3. As to the provisions asserted to have the effect to vest arbitrary power in the supervisors to grant or reject permits to engage in the business, their validity need not be inquired into, since plaintiff does not show himself injured thereby. It is not alleged that he has ever applied for or been denied a permit under this ordinance, and he is not, therefore, in a position to attack it on this ground, assuming it to be subject to the vice alleged. Gundling v. Chicago, 177 U.S. 183, 186, 20 Sup.Ct. 633, 44 L.Ed. 725; Kissinger v. Hay, 52 Tex.Civ.App. 295, 113 S.W. 1005; Johnson Exp. Co. v. Chicago, 136 Ill.App. 368, 375. [235 F. 761]

4. This leaves for consideration but the second special point of attack against the ordinance-- that involving the provision prescribing the hours of the day in which the work of a laundry may not be carried on. That provision is this:

'Sec. 9. No person or persons owning or employed in the public laundries or public wash houses provided for in section 1 of this ordinance shall wash, mangle, starch, iron, or do any other work on clothes between the hours of 6:00 o'clock p.m. and 7:00 o'clock a.m., nor upon any portion of that day known as Sunday.'

Section 1 embraces within its terms all public laundries or wash houses 'within the limits of the city and county of San Francisco. ' It will thus be seen that the terms of section 9 apply to all laundries maintained in the entire territory embraced within the city limits, without regard to differing conditions existing in different sections or districts thereof, the density of population or character of buildings, or the situation or relation of the laundry to other structures or premises, as calculated to cause danger of fires, or other objectionable considerations.
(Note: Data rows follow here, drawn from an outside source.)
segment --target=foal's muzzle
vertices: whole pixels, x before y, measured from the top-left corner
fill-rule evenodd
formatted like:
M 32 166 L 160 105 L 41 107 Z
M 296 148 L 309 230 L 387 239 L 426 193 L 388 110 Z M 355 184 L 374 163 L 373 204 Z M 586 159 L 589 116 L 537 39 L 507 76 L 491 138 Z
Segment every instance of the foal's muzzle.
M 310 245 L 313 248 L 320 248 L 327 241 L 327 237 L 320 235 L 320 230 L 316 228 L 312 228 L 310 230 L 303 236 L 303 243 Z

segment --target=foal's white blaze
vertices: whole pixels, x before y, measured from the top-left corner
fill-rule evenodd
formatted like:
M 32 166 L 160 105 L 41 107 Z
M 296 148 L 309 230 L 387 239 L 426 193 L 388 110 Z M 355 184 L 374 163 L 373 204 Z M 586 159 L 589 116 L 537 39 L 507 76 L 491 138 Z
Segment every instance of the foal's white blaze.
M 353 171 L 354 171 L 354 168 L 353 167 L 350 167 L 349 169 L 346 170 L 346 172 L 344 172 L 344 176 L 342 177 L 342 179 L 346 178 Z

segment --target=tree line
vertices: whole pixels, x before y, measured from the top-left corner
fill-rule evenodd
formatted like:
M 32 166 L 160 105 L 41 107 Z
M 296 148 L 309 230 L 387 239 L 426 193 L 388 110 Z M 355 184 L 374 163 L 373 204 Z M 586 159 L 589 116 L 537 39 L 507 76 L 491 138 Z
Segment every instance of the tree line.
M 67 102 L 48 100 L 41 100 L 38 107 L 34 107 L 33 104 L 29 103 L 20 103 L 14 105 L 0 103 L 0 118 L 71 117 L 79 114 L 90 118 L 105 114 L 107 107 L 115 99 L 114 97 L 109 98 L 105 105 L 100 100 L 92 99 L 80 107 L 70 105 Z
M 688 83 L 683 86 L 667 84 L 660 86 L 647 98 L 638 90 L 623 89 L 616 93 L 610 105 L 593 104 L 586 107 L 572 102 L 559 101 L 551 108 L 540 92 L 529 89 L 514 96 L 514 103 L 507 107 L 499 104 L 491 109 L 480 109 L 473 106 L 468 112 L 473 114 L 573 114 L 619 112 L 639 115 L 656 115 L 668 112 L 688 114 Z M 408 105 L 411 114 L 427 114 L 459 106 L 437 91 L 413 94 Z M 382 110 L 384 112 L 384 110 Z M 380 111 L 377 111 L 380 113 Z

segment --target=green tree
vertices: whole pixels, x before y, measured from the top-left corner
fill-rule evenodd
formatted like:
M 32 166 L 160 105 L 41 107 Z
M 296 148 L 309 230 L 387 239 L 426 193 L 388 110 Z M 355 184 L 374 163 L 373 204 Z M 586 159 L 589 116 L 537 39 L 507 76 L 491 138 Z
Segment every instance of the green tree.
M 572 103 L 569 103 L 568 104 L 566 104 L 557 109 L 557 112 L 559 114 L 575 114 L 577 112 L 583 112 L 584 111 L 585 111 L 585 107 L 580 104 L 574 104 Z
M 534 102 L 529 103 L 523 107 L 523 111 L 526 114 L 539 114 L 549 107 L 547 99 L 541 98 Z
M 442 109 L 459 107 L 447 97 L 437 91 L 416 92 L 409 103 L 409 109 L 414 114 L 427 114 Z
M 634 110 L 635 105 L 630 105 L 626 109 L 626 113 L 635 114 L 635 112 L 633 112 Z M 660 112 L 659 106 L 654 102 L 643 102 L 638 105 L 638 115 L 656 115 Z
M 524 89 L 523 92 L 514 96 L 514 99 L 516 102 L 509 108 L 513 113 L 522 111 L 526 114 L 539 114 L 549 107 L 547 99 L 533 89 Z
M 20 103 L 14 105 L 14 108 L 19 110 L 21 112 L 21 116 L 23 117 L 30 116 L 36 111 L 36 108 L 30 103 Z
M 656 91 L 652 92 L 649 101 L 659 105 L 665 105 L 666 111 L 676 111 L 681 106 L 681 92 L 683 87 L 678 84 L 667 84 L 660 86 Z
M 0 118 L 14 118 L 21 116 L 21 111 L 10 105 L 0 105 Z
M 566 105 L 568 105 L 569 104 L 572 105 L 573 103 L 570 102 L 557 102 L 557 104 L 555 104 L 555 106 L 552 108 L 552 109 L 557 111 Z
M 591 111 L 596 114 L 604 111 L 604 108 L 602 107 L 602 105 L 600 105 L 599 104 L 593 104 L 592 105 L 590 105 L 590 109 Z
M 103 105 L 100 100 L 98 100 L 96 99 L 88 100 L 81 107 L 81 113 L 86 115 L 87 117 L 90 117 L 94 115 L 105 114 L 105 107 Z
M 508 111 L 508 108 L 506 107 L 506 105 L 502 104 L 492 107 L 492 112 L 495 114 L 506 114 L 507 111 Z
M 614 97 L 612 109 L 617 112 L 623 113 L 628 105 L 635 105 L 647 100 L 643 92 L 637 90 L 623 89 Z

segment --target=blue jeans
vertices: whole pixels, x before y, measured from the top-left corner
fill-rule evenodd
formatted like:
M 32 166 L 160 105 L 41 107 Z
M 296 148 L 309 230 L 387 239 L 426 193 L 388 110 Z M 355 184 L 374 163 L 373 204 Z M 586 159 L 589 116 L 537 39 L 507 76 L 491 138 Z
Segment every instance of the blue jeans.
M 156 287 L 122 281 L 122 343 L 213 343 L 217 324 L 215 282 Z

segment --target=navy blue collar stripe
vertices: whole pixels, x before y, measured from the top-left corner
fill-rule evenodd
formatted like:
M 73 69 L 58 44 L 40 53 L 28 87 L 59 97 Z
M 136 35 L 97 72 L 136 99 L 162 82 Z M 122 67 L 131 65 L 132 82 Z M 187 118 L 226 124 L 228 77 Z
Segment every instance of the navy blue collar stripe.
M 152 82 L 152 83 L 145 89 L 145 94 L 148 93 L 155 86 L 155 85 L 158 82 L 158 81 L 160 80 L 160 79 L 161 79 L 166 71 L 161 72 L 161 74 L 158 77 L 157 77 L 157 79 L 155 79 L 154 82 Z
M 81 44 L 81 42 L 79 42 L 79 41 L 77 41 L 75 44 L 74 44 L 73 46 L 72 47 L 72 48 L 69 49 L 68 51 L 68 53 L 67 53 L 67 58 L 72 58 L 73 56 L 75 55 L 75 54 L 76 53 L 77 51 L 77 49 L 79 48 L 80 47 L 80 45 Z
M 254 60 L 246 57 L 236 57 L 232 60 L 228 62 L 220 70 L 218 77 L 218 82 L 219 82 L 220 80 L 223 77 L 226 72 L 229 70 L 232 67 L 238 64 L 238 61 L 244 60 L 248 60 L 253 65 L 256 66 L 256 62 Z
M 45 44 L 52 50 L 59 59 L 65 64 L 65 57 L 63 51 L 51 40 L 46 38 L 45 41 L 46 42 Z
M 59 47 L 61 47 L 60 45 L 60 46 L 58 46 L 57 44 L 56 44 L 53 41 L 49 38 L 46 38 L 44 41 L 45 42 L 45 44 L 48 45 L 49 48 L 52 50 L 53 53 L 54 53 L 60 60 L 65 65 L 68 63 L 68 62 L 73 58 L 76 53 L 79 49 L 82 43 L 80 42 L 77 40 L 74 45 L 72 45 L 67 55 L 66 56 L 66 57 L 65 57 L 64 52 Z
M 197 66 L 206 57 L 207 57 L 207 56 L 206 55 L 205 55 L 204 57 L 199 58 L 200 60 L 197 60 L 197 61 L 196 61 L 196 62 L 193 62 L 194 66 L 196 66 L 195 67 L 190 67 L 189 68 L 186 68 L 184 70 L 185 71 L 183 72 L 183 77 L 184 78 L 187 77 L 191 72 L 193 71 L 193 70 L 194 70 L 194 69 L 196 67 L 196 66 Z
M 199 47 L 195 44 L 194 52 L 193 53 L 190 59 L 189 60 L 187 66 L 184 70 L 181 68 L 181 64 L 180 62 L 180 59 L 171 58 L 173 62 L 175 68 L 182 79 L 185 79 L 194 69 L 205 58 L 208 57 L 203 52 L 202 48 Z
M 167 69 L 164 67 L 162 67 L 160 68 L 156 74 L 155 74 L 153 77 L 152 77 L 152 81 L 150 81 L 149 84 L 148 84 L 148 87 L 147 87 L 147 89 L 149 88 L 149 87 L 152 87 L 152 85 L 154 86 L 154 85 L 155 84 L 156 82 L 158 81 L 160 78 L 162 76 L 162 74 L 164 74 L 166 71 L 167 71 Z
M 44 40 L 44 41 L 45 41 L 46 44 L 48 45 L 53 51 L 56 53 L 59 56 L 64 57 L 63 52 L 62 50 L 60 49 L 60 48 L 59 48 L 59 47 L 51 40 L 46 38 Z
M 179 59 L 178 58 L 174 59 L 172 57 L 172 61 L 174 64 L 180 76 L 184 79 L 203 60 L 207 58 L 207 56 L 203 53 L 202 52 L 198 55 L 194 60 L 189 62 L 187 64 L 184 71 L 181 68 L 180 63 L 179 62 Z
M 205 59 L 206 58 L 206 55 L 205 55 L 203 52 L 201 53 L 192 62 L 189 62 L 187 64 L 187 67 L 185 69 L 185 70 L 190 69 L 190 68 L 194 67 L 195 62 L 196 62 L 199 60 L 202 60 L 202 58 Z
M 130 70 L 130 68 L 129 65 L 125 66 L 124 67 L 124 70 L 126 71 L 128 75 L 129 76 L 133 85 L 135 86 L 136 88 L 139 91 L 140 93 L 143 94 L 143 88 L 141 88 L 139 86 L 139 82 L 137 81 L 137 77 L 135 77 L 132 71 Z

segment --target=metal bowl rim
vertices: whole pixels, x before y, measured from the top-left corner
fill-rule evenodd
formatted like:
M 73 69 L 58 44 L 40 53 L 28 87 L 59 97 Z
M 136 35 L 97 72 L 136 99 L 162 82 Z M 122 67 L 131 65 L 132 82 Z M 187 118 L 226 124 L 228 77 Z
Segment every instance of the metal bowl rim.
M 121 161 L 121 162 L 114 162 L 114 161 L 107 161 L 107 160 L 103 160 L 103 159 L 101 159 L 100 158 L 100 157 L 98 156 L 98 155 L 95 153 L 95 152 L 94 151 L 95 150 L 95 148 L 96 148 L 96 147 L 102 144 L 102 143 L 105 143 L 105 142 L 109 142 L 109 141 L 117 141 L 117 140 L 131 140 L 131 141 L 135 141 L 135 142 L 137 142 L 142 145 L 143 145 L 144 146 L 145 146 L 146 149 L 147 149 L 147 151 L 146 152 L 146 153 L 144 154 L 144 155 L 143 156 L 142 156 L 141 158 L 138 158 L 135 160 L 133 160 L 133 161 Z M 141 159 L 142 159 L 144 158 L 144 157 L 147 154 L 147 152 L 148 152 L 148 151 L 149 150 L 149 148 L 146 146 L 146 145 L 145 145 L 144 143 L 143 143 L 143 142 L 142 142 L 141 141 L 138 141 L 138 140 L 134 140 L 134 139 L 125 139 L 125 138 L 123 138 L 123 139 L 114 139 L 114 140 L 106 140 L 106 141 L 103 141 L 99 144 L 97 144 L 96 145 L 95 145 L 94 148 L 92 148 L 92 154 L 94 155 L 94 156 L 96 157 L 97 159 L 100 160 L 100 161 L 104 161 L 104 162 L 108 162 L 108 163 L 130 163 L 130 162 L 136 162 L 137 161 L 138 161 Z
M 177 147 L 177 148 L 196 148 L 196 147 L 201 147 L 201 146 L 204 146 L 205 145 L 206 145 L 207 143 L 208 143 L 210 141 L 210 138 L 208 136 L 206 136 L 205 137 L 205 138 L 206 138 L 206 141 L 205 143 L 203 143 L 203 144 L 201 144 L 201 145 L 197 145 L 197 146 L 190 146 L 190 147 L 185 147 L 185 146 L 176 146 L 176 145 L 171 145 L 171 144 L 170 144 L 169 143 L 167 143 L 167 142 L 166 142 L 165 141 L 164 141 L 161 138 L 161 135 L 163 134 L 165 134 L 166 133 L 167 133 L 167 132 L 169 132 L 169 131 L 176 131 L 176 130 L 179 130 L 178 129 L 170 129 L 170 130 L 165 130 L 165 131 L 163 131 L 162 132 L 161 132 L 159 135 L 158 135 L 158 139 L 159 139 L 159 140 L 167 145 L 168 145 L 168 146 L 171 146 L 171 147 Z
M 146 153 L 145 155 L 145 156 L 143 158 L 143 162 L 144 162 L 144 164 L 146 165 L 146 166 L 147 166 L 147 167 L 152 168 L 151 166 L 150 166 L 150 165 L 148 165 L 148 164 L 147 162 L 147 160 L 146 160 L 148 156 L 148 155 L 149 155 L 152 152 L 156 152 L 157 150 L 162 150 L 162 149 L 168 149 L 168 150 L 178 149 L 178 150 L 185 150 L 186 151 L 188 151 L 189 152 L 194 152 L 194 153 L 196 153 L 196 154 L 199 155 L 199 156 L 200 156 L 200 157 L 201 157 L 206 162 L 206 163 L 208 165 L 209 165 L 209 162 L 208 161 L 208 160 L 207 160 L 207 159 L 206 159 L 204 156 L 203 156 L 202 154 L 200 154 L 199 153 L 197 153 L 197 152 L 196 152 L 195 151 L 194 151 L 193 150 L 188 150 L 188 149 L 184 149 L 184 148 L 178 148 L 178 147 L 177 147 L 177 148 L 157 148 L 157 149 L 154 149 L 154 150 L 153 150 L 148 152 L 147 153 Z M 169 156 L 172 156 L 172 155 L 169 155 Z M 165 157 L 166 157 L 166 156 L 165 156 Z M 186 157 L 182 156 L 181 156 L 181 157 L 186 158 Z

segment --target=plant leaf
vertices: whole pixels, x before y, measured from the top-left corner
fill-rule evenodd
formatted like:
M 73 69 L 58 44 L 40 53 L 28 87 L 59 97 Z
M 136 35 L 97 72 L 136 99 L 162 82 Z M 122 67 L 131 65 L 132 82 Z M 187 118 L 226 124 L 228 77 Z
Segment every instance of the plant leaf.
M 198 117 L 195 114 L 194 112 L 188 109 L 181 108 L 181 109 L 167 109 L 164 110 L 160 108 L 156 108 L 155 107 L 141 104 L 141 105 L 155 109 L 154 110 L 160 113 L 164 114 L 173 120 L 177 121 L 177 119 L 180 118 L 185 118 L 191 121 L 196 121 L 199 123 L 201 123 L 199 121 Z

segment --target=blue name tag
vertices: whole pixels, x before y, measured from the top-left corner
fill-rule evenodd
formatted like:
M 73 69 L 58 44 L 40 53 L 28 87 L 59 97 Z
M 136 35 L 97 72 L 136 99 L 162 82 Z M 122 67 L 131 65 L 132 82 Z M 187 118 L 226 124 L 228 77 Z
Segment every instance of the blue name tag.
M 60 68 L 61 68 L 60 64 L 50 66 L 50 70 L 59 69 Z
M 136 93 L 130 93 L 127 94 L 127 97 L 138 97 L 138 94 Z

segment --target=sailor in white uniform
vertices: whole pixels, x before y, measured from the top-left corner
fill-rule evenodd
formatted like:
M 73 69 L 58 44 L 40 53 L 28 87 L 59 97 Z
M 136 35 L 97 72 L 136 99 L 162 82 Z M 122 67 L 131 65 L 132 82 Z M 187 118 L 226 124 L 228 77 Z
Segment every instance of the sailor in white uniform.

It is claimed that this sweeping and all-inclusive nature of the restriction, with its limitation on the number of hours prescribed for carrying on the business, having regard to its intrinsic nature, renders the provision subject to the objection that it constitutes an undue and unreasonable restraint upon plaintiff's right to pursue his occupation, and as such is in violation of his rights under the Constitution. The defendants contend, on the other hand, that it is a perfectly reasonable and proper police regulation, and one within the power of the board of supervisors to enact; and in support of this contention they place their reliance upon the cases of Barbier v. Connolly, 113 U.S. 29, 5 Sup.Ct. 357, 28 L.Ed. 923, Soon Hing v. Crowley, 113 U.S. 707, 5 Sup.Ct. 730, 28 L.Ed. 1145, and In re Wong Wing, 167 Cal. 109, 138 P. 695, 51 L.R.A. (N.S.) 361.

The first two cases involved provisions couched in precisely similar terms in two different laundry ordinances of the city and...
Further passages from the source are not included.